Merasa cukup menertawakan Ade, Ana lantas cepat-cepat mengalihkan suasana. Kalau terus menerus seperti ini, Ana takut Ade menangis. Bisa gawat Ana membuat Anak majikan menangis.
"Nah, jadi, ada apa gerangan kalian ke kamar Kakak?" tanya Ana berkacak pinggang.
"Ini, Yanti mau minta tolong Kak Ana mengajari Yanti PR bahasa Inggris. Kak Ana bisa, tidak?" Yanti menyerahkan sebuah buku ke Ana. Ana baru sadar, Yanti datang dengan membawa buku di tangan.
Ana mengambil buku yang Yanti serahkan. Sekilas ia membuka halaman buku secara acak. Lantas setelahnya, Ana mengangguk-anggukan kepala. "Emm, bisa. Mana PR Yanti? Tunjukin ke Kakak."
Sontak Yanti menatap Ana dengan mata berbinar. Anak itu langsung membuka halaman PR yang Gurunya beri di sekolah. Ana mendudukkan diri di tepi kasur, seraya mengamati Yanti yang membolak-balik buku. Di sebelahnya, ada Ade yang juga diam mengamati sang Kakak.
"Ini dia Kak, PR Yanti." Yanti kembali menyerahkan bukunya yang telah terbuka di suatu halaman. Di mana di halaman itu, adalah tugas PR nya dari Guru mata pelajaran bahasa inggris.

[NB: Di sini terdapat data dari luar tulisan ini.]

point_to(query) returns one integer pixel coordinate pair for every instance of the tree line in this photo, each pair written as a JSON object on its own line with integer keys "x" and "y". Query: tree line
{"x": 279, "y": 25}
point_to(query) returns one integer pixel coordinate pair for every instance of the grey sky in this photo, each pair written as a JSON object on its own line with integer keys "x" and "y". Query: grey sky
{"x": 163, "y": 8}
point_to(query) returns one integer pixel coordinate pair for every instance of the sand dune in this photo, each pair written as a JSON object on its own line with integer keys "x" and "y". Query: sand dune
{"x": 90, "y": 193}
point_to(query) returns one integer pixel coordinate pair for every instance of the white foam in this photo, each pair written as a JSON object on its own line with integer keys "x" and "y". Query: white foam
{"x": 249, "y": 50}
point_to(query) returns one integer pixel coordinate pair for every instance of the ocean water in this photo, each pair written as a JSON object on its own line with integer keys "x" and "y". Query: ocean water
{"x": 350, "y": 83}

"Biasanya yang sering membantu Yanti mengerjakan PR bahasa inggris itu Om Pierre." tambah Yanti, sontak menarik perhatian Ana. Telapak tangan Ana sampai di buat berhenti membalikkan halaman. "Tapi, sekarang Om Pierre dan Papa belum pulang. Yanti cuma bisa minta pertolongan Om Pierre, saat Om Pierre ada waktu luang saja."
"Kalau tidak ada Om Pierre, bagaimana?" tanya Ana spontan begitu saja.
"Ya, Yanti berusaha kerjakan sendiri."
Ana menganggukan kepalanya seraya ber-O ria. Yanti kembali bersuara lagi setelah itu.
"Mumpung ada Kak Ana, ya Yanti manfaatkan. Tau-taunya, Kak Ana bisa. Hehehe, keberuntungan Yanti!" ucapnya cengengesan. Ana jadi ikut cengengesan pula, dengan mata tetap tertuju ke PR Yanti.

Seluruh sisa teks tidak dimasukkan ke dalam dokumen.